Division of General Pediatrics, Department of Pediatrics, Boston Children's Hospital, Boston, MA, USA.
Department of Pediatrics, Harvard Medical School, Boston, MA, USA.
J Natl Cancer Inst. 2022 Feb 7;114(2):235-244. doi: 10.1093/jnci/djab149.
Early initiation of breast cancer screening is recommended for high-risk women, including survivors of childhood cancer treated with chest radiation.
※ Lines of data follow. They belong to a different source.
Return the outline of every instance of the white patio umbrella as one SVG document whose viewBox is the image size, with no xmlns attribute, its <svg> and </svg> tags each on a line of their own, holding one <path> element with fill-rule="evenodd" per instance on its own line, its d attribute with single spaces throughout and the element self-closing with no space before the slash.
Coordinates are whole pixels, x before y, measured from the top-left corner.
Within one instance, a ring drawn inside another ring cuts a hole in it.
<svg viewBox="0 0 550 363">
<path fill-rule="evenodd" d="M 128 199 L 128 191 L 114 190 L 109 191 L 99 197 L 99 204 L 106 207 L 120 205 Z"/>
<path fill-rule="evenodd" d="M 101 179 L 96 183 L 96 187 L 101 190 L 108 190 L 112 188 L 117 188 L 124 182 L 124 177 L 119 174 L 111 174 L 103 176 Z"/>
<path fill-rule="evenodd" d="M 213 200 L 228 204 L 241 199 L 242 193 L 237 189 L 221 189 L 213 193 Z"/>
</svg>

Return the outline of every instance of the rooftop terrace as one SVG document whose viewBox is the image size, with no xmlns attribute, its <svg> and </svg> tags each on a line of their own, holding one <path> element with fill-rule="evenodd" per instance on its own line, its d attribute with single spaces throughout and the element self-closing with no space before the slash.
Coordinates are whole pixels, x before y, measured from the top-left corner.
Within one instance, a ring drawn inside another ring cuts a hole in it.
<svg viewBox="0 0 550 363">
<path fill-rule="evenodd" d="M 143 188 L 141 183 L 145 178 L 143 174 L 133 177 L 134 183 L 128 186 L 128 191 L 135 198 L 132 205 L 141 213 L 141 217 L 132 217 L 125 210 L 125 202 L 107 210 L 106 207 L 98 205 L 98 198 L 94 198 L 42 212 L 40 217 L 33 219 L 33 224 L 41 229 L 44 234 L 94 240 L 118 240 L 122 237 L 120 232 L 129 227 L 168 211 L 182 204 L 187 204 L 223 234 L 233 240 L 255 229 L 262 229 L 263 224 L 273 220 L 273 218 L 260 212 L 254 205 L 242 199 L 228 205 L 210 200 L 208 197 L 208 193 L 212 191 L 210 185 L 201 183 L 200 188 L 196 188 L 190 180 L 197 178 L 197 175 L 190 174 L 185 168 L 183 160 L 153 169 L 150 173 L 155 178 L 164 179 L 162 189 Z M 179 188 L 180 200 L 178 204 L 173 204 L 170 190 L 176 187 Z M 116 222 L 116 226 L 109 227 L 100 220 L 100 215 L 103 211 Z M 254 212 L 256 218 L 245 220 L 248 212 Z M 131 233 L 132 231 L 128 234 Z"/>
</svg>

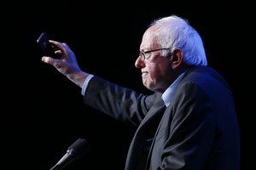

Recent studies suggest that female survivors of childhood leukemia or sarcoma treated without chest radiation are also at elevated early onset breast cancer risk. However, the potential clinical benefits and cost-effectiveness of early breast cancer screening among these women are uncertain.
Using data from the Childhood Cancer Survivor Study, we adapted 2 Cancer Intervention and Surveillance Modeling Network simulation models to reflect the elevated risks of breast cancer and competing mortality among leukemia and sarcoma survivors. Costs and utility weights were based on published studies and databases. Outcomes included breast cancer deaths averted, false-positive screening results, benign biopsies, and incremental cost-effectiveness ratios.
In the absence of screening, the lifetime risk of dying from breast cancer among survivors was 6.8% to 7.0% across models. Early initiation of annual mammography with breast magnetic resonance imaging screening between ages 25 and 40 years would avert 52.6% to 64.3% of breast cancer deaths. When costs and quality-of-life impacts were considered, screening starting at age 40 years was the only strategy with an incremental cost-effectiveness ratio below the $100 000 per quality-adjusted life-year (QALY) gained cost-effectiveness threshold ($27 680 to $44 380 per QALY gained across models).
Among survivors of childhood leukemia or sarcoma, early initiation of breast cancer screening at age 40 years may reduce breast cancer deaths by half and is cost-effective. These findings could help inform screening guidelines for survivors treated without chest radiation.
建议对高危女性进行早期乳腺癌筛查,包括接受胸部放疗的儿童癌症幸存者。最近的研究表明,未接受胸部放疗的儿童白血病或肉瘤幸存者也存在早期乳腺癌发病风险增加的情况。然而,这些女性进行早期乳腺癌筛查的潜在临床获益和成本效益尚不确定。
利用来自儿童癌症幸存者研究的数据,我们改编了 2 个癌症干预和监测建模网络模拟模型,以反映白血病和肉瘤幸存者乳腺癌风险升高和竞争死亡的情况。成本和效用权重基于已发表的研究和数据库。结果包括乳腺癌死亡人数减少、假阳性筛查结果、良性活检和增量成本效益比。
在不进行筛查的情况下,模型预测白血病和肉瘤幸存者一生中死于乳腺癌的风险为 6.8%至 7.0%。25 岁至 40 岁之间每年进行乳房 X 线照相术和乳房磁共振成像筛查可以避免 52.6%至 64.3%的乳腺癌死亡。当考虑成本和生活质量的影响时,从 40 岁开始进行筛查是唯一一种增量成本效益比低于每获得 1 个质量调整生命年(QALY)10 万美元(QALY 增量成本效益比在各模型中为 27680 美元至 44380 美元)的策略。
对于儿童白血病或肉瘤幸存者,从 40 岁开始进行早期乳腺癌筛查可以减少一半的乳腺癌死亡人数,并且具有成本效益。这些发现可能有助于为未接受胸部放疗的幸存者制定筛查指南。